In the past the most common treatment was excision of the cord by surgery.  While this sounds fairly simple, in reality I always found this to be one of the hardest surgeries I did.  The cord, although well defined, was often tightly connected to the skin so it required a great deal of skill and patience to remove the cord from the skin.  What was even more difficult, however, was the fact that the cords often wrapped around the nerves and arteries to the finger, and it was very difficult to free the cord from the nerves and arteries.  Although I’ve never cut a nerve during a Dupuytren’s surgery I think it is something that could happen even with a careful and skilled surgeon.  The care after surgery is also very difficult since the extensive surgery required to excise the cord caused a good deal of swelling.  Many patients require therapy and the recovery from the surgery often takes several months.  That being said, surgery is usually very successful in removing the dupuytren’s tissue and straightening out the finger.  Dupuytren’s can come back after surgery and the surgery for recurrent disease is even more difficult than the original surgery.

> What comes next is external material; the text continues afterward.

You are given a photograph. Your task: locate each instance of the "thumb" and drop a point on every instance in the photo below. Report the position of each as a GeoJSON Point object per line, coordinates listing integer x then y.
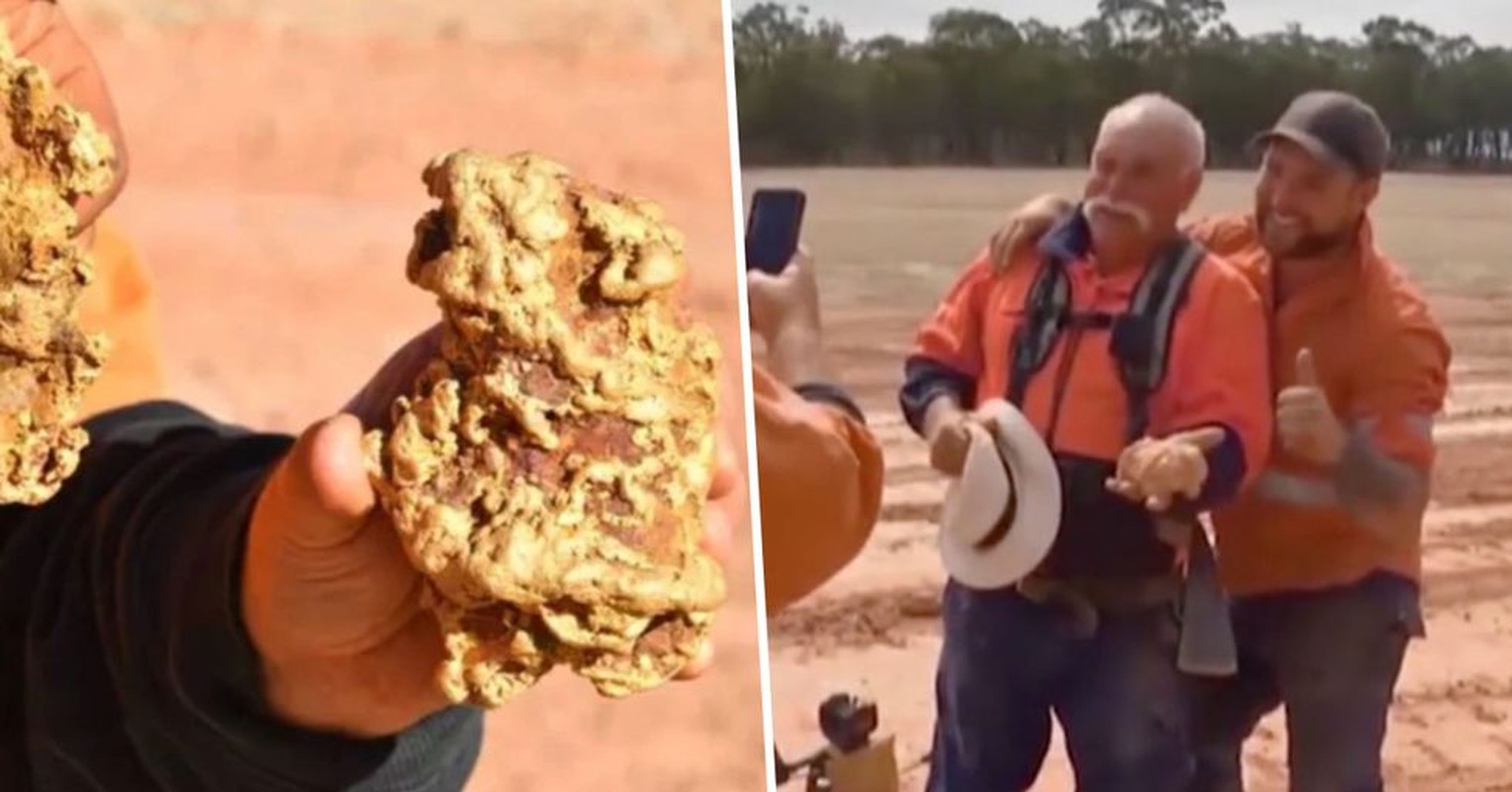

In order to avoid many of the difficulties of surgery several surgeons tried something a little less invasive.  Instead of removing the entire cord they began cutting the cord with a sharp needle under local anesthesia.  In medical terms this is known as a needle aponeurotomy.  Many hand surgeons utilize this technique and have good results with the procedure.  It can be done in the office under local anesthesia and is much less invasive than the surgery that is done to remove the cord.  In addition recovery is much quicker than with surgery.  Personally I have never done this procedure because of my fear of damaging a nerve or artery with the needle.  It also seems that the recurrence rate after needle aponeurotomy is pretty high, which is to be expected since the dupuytren’s tissue causing the cord is not removed.  I think this is a good choice for patients as long as the treating physician has a lot of experience with the technique.  Needle aponeurotomy makes me a little nervous so I don’t do it, but I understand the reasons people choose to have this done.

A third option has now been available for the past 6 years.  Several physicians worked to develop a drug which , when injected into the cord, could cause the cord to start to unravel and allow the cord to be separated, allowing the finger to be straightened.  The cords are made out of a material called collagen, and the medicine is a protein that eats up or lyses the collagen.  In medical terms the medicine is called a collagenase, and the medicine we used is known as Xiaflex.  Xiaflex was introduced in 2010 and this has been my first choice for the treatment of symptomatic cords since that time.  The medicine is first injected into the cord, and then at a point 24 to 72 hours after the injection the finger is straightened out, which causes the cord to tear and disrupt.  The Xiaflex continues to work even after the cord is straightened, so that in a lot of cases the dupuytren’s tissue eventually dissolves.  The results from Xiaflex treatment seem to be similar to surgery.  The biggest downside is the cost of the drug.  Most of the time insurance covers most of the cost but patients can be stuck with a significant bill.  My office has a lot of experience in dealing with Xiaflex so we can usually get a pretty good idea of the financial aspects involved in the treatment.

In summary, in the past surgery was about your only choice to remove dupuytren’s disease and straighten out a crooked finger.  Less invasive techniques such as needle aponuerotomy and collagenase injection (Xiaflex) have been developed so that patients now have a choice of treatments that they can discuss with their physician and decide which one suites them best.